Repository files navigation

Deployed

Deployed at: https://yournextalbum-lwfn7mddzxpgygdmasti3z.streamlit.app

YourNextAlbum

  • pitchfork_album_scraper.py: Scrapes thousands of album reviews from Pitchfork using Selenium and BeautifulSoup. The scraper collects review text, scores, album/artist info, and album art URLs.
  • album_reviews_dataset_creator.py: Cleans and preprocesses the raw review data using NLTK (Natural Language Toolkit) for tokenization, stopword removal, lemmatization, and stemming, plus HTML/text cleaning and feature engineering (e.g., sentiment, mood, instrumentation, context).
  • album_reviews_text_sentiment_analyser.py: Uses NLP models (HuggingFace Transformers) to analyze review sentiment, summarize text, and extract features like mood, energy, instrumentation, production style, novelty, and more. Models used include DistilBERT for sentiment and BART for summarization.
  • album_recommender_model.py: Builds recommendation models using TF-IDF and SentenceTransformer embeddings. It combines review features, album metadata, and semantic search to match user prompts to relevant albums.
  • album_recommender_prompt_app.py: Streamlit web app for interactive recommendations. Users enter a prompt (e.g., “dreamy synthpop for studying”), and the app displays recommended albums with cover art, artist, score, and key highlights. The UI features custom CSS for a modern look and smooth animations.

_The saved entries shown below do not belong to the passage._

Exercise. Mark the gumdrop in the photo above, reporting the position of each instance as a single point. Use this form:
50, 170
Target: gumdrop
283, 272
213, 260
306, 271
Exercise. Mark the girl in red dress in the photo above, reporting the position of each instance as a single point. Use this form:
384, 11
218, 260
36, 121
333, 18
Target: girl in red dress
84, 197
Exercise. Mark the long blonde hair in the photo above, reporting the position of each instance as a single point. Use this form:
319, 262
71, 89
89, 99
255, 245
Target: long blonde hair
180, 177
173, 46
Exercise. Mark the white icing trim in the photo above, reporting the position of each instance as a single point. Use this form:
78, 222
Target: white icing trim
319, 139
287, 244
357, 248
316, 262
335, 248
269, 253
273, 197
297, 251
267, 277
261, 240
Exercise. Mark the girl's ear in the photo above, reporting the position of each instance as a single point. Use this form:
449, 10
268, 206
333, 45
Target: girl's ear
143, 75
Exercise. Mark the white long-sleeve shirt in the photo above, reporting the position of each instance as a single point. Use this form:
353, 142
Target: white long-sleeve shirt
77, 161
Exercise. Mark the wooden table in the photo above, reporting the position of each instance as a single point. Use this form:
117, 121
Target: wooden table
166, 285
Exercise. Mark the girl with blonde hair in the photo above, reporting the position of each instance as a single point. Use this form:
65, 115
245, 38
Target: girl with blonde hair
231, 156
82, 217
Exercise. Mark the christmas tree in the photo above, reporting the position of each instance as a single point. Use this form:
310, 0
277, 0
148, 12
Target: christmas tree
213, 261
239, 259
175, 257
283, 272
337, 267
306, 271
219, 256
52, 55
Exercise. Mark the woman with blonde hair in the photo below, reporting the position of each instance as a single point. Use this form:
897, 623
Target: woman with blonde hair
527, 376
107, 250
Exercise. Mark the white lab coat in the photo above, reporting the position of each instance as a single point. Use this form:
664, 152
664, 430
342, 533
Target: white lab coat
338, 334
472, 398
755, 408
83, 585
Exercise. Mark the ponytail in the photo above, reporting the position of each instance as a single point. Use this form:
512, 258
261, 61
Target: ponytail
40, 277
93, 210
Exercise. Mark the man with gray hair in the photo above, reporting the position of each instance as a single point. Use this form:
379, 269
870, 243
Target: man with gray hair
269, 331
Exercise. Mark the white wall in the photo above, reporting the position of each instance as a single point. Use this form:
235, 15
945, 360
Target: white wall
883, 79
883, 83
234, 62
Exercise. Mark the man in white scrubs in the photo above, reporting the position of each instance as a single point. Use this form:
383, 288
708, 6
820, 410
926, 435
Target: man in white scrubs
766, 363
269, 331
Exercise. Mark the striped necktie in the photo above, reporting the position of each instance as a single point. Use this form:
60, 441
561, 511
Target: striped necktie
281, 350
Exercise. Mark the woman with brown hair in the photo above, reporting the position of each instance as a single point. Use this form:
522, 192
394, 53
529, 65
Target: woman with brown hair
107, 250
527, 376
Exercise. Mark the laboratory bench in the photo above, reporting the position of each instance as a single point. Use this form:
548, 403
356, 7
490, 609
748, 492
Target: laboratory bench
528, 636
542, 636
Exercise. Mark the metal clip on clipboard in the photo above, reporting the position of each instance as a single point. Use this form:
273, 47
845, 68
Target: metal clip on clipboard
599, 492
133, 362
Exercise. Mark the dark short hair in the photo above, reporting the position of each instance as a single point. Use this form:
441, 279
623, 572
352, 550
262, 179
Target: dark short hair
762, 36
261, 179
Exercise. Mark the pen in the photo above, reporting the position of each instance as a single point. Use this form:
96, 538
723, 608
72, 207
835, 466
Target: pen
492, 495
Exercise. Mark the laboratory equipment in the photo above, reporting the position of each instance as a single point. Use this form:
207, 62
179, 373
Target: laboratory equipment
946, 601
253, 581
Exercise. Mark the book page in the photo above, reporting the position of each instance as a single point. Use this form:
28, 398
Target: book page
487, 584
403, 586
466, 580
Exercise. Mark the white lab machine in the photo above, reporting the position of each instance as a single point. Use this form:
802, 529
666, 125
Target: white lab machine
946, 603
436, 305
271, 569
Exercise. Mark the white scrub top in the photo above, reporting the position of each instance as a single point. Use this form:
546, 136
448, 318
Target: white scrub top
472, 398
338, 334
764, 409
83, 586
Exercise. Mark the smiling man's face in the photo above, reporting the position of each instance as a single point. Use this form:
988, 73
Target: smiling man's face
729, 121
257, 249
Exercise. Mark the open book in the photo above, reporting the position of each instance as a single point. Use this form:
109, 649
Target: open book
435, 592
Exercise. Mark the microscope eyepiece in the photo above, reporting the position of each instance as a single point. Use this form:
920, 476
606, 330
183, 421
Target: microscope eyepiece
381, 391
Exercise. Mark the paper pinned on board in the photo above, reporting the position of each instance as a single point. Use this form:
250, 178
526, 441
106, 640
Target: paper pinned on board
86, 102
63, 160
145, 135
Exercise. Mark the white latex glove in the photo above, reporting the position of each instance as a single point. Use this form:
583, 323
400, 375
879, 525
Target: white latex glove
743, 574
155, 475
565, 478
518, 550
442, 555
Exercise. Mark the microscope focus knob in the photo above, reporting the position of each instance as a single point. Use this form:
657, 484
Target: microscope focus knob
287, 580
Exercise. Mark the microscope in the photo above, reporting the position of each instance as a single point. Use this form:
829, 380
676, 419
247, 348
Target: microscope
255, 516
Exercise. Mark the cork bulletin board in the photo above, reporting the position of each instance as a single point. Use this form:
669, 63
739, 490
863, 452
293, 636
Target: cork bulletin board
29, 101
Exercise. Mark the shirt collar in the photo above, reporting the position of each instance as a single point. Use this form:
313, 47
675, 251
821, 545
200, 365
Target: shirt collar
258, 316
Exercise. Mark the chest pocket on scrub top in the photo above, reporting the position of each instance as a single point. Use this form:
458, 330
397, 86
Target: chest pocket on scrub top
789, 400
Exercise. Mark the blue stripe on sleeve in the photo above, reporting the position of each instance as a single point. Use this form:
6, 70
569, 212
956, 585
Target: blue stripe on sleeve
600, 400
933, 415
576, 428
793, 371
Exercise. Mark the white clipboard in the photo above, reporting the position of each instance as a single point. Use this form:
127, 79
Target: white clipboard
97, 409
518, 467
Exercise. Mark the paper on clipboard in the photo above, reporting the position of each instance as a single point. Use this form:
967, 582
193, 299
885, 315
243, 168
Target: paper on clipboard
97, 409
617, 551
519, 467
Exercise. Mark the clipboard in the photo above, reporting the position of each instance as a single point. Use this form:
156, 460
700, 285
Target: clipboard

Album Recommendation System Pipeline

  1. Scraping: pitchfork_album_scraper.py collects thousands of reviews from Pitchfork, saving them as CSV.
  2. Preprocessing: album_reviews_dataset_creator.py cleans and normalizes the data, engineering features for downstream analysis.
  3. Sentiment Analysis: album_reviews_text_sentiment_analyser.py applies NLP models and custom keyword lists to extract rich features from each review.
  4. Recommendation: album_recommender_model.py builds semantic and keyword-based models to match user queries to albums.
  5. User Interface: album_recommender_prompt_app.py provides a fast, interactive Streamlit UI for exploring recommendations.

Models & Features

  • Sentiment Analysis: DistilBERT (HuggingFace) for positive/negative/neutral sentiment.
  • Summarization: BART (HuggingFace) for concise review summaries.
  • Semantic Search: SentenceTransformer for embedding-based matching.
  • TF-IDF: For keyword-based similarity.
  • Feature Extraction: Custom logic for mood, energy, instrumentation, production, novelty, context, and more.

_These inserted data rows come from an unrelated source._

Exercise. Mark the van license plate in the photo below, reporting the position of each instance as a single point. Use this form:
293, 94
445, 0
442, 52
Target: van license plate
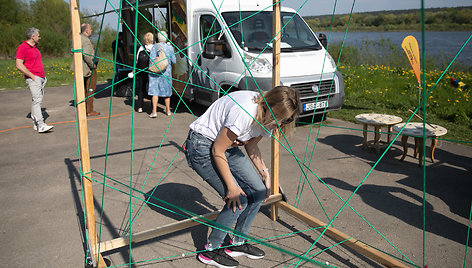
315, 105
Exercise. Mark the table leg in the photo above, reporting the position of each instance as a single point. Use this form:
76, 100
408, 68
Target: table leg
419, 146
364, 143
405, 146
434, 142
377, 138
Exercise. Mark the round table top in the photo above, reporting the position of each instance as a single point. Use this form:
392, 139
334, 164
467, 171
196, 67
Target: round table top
416, 129
378, 119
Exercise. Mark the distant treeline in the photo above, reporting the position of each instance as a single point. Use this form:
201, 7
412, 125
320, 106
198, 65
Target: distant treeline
436, 19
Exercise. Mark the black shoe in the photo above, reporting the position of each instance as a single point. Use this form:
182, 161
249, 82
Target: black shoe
218, 258
247, 250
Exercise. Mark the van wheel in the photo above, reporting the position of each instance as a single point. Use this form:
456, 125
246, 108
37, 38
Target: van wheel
228, 89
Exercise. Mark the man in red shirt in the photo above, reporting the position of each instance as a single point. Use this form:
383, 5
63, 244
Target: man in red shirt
28, 61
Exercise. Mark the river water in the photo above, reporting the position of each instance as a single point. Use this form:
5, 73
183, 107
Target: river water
444, 44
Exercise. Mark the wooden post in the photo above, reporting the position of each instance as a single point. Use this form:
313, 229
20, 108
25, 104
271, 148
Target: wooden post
339, 236
83, 132
275, 82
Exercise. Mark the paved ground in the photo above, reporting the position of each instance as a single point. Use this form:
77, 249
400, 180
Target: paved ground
40, 196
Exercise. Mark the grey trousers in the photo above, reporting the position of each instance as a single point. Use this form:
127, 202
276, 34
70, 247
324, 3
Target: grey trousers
36, 88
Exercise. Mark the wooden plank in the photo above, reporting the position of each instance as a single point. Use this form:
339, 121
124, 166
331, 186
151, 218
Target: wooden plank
275, 82
83, 132
339, 236
167, 229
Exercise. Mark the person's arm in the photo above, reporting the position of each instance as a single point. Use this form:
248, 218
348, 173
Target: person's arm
255, 155
222, 142
20, 65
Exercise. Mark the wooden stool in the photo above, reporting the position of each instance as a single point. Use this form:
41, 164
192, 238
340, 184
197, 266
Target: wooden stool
416, 130
378, 121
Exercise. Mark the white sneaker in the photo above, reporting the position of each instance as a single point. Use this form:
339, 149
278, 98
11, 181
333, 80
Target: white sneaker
44, 128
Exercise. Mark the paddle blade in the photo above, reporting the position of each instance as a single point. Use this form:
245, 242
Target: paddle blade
410, 45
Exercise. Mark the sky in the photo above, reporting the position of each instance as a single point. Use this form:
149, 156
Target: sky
312, 7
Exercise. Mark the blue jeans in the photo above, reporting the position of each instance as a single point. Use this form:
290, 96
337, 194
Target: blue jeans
200, 159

Streamlit End to End Album Recommendation Prompt Application

  • Enter a prompt describing your desired album (genre, mood, context, etc.).
  • View recommended albums with cover art, artist, score, and highlights.
  • UI features include centered content, fade-in animations, custom button styling, and hidden Streamlit menu/deploy buttons.

Installation & Running the Album Recommendation System

python3 -m venv venv && source venv/bin/activate
pip install -r requirements.txt

python pitchfork_album_scraper.py  # Scrape reviews, (DO NOT RUN UNLESS YOU REALLY HAVE TO AS IT WILL TAKE A VERY LONG TIME TO SCRAPE ALL ~5000 ALBUM REVIEWS!!!)
python album_reviews_dataset_creator.py # Preprocess with NLTK and turn into a dataset
python album_reviews_text_sentiment_analyser.py # Analyze (8+ feature types) from review texts
python album_recommender_model.py # builds the model and recommends albums based on given prompt

streamlit run album_recommender_prompt_app.py # Launches a streamlit UI to allow users to prompt the created model for album recommendations

(or alternatively use `./scripts/quickstart.sh` on Unix/macOS.)

Demo Video

A demonstration video of YourNextAlbum in action is included in this repository.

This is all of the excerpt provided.